Se levantó y se acercó al ventanal. Así pudo ver cómo el “chico” cruzaba la avenida y desaparecía en el portal de enfrente, el de la casa donde vivía. Se quedó frente a la ventana, mirando fijamente hacia adelante. Al poco, vio iluminarse la que sabía era la ventana de la habitación del “chico”; aplicó entonces el rostro al cristal del ventanal, intentando que su vista llegara a penetrar en esa habitación, empresa inútil como era de esperar. Se quedó un momento, digamos, que entre desconcertada y desilusionada, al ver lo imposible de su pretensión. Pero al segundo, su cuerpo cobró actividad lanzándose sobre el mueble mural, uno de cuyos cajones más inferiores abrió y revolvió cuanto allí había hasta encontrar lo que buscaba: Unos pequeños binoculares semejantes a los usados en el teatro, algo muy parecido a los que heredara Tomás de su amigo Juan. Provista de los binoculares volvió al ventanal. La ventana del “chico” todavía estaba iluminada y aún alcanzó a divisar la figura del muchacho un segundo antes de que la ventana quedara a oscuras al apagarse la luz de la habitación. De nuevo Magda quedó como desorientada, sin saber bien lo que hacer, pero otra vez tomó una decisión. Como antes, corrió al mueble mural y, de otro de sus cajones, extrajo una gran cartulina, mayor incluso que un pliego de doble folio y unas pinturas de esas llamadas de cera. A continuación, escribió con letras bien grandes

                                                                                                Lo siento mucho.

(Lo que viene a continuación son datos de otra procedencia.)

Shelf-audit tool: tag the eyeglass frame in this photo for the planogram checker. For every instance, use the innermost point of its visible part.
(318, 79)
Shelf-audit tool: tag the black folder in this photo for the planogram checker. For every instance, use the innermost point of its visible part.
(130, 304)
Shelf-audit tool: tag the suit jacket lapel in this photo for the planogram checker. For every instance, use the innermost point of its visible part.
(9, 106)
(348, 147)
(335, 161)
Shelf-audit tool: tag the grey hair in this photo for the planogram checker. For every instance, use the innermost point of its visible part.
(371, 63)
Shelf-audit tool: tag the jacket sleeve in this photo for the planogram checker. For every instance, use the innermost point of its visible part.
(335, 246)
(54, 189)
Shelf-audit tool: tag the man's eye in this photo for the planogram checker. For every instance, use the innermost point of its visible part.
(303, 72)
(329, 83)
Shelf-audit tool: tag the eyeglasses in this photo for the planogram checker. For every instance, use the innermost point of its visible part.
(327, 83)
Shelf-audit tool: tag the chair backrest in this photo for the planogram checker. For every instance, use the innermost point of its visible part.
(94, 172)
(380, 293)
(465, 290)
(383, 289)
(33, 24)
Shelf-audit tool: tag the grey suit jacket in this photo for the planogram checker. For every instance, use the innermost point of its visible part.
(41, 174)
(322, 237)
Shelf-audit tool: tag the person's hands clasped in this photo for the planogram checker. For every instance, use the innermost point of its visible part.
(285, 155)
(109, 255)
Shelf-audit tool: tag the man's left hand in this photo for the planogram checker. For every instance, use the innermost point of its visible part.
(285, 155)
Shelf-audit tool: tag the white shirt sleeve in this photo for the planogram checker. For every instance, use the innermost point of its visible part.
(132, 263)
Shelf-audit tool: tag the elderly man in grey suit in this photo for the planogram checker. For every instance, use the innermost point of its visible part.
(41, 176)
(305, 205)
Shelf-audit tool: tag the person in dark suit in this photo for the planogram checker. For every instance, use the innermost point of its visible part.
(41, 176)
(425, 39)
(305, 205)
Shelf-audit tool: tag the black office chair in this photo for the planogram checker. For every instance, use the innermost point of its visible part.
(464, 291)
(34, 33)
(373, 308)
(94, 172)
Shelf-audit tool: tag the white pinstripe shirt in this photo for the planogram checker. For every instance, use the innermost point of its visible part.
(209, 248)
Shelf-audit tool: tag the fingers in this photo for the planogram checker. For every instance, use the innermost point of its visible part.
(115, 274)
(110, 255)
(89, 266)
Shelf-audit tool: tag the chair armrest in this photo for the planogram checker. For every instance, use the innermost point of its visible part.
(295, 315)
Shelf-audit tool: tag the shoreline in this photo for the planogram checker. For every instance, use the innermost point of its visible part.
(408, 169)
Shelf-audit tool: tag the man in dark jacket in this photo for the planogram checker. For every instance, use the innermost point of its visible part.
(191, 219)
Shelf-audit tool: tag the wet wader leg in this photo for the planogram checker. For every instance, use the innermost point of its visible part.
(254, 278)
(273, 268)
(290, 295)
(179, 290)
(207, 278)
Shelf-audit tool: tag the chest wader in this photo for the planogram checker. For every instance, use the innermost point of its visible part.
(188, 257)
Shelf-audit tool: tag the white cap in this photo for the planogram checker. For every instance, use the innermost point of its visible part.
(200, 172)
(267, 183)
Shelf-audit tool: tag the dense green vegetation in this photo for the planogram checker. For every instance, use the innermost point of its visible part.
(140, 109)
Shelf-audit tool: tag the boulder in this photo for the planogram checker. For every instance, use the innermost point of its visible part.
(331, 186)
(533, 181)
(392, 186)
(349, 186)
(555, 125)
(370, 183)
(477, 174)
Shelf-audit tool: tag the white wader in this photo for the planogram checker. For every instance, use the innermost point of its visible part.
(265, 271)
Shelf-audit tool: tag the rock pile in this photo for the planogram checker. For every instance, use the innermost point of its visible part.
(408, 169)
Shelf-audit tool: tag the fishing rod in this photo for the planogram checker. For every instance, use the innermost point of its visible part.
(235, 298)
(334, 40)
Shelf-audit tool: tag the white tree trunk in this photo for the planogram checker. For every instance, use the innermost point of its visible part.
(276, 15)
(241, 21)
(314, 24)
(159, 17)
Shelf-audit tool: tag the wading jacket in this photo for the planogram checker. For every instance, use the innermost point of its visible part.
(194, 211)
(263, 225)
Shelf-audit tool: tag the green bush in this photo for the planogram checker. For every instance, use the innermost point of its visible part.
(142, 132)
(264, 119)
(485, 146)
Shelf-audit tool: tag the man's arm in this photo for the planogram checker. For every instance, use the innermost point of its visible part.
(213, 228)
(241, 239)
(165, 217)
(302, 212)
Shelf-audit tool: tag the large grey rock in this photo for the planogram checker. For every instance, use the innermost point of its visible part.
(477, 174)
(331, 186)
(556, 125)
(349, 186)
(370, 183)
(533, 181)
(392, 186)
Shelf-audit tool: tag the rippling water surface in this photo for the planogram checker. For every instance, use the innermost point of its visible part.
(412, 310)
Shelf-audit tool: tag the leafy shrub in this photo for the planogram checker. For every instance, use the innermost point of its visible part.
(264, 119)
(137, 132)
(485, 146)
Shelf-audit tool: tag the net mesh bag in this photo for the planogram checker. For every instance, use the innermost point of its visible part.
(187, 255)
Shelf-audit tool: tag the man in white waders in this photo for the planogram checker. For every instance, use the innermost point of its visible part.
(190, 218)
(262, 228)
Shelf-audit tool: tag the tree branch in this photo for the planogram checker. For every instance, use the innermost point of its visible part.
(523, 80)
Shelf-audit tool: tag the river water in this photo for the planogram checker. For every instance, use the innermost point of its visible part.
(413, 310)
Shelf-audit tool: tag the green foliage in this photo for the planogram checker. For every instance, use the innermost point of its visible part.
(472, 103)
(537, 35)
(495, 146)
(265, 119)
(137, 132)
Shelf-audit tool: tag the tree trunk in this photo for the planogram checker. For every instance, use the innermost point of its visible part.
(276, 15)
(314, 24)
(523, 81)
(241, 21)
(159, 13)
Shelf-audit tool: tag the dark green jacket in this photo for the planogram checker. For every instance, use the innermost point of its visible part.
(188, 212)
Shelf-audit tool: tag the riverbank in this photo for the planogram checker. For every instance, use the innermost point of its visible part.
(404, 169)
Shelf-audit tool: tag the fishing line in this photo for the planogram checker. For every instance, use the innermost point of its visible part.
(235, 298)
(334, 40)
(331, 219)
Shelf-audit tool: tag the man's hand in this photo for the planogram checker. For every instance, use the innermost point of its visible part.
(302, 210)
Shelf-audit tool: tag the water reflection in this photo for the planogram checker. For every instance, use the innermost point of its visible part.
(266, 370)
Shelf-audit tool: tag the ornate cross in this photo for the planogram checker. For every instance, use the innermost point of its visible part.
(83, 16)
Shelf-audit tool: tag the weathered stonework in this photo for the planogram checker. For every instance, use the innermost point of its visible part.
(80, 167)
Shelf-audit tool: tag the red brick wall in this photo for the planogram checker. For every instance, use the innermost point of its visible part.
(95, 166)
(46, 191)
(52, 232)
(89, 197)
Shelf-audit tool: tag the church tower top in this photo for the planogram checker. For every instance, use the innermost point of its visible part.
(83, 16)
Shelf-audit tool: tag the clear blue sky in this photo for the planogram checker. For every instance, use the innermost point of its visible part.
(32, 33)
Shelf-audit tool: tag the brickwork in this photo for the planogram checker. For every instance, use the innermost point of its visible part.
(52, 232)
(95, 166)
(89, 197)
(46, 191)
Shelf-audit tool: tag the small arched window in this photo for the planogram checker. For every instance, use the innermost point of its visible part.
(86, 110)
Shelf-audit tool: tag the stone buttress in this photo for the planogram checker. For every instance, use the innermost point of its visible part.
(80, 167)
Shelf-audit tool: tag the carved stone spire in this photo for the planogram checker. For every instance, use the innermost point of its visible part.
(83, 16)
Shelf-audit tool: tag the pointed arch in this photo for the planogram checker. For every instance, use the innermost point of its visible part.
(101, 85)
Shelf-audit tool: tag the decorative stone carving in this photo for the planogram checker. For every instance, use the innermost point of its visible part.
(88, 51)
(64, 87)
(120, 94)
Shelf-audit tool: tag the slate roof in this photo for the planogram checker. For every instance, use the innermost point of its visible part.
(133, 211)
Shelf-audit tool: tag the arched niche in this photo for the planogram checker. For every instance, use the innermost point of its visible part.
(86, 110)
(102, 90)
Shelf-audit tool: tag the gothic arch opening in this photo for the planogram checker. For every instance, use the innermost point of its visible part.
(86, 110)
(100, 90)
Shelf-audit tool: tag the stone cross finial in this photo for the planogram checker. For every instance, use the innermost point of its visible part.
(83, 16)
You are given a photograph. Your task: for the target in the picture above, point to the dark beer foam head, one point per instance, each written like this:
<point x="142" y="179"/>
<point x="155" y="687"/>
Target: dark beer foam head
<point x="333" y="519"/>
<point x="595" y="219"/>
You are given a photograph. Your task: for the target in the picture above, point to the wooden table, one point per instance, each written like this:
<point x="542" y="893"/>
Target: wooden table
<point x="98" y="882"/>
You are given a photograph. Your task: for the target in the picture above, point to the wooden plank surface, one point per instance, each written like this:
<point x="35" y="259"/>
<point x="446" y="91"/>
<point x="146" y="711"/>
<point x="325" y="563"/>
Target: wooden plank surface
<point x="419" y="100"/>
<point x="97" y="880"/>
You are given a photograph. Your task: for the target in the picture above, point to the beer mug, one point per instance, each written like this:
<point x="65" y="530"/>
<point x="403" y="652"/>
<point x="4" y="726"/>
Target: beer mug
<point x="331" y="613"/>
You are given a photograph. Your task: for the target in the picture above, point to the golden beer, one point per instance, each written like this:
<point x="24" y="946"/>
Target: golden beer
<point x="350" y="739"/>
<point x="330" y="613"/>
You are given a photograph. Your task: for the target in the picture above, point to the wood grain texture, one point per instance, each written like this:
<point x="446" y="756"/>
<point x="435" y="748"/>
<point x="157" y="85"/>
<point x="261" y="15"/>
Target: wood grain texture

                                                                                                Por favor, llámame

Regresó al ventanal y allí exhibió el improvisado cartel durante un, dos, tres minutos, tal vez más, tal vez bastantes más, esperando anhelante la llamada que no llegó… Al fin, más desconcertada, más inquieta que nunca seguramente, se deslizó al suelo quedando allí sentada, con los brazos rodeando las piernas flexionadas, en imagen de desolación. Así permaneció varios minutos, con la vista perdida al frente aunque sin ver nada; permanecía como sonámbula. Al fin, se levantó y volvió al mueble mural y del mismo cajón de antes sacó un rollo de cinta autoadhesiva. Se llegó una vez más al ventanal y, valiéndose del autoadhesivo, pegó el cartel al cristal.

Entonces, sonó el timbre de la puerta. Corrió ilusionada y miró por la mirilla: Allí no estaba quién ella ahora quería ver, sino el mismo fulano que la noche anterior citara para darle una lección al “chico”. Su, digamos, “novio” del último par de meses. Pero esta noche su sola vista por poco le causa nauseas, así que dijo en voz alta  

  • ¡No estoy en casa!

En la calle se escucharon dos ruidos fuertes, seguidos; como dos portazos. Corrió al ventanal a tiempo justo de ver cómo arrancaba una ambulancia al tiempo que una mujer entre madura y mayor, en camisón y con un abrigo encima, se volvía para ir al mismo portal donde el “chico” vivía.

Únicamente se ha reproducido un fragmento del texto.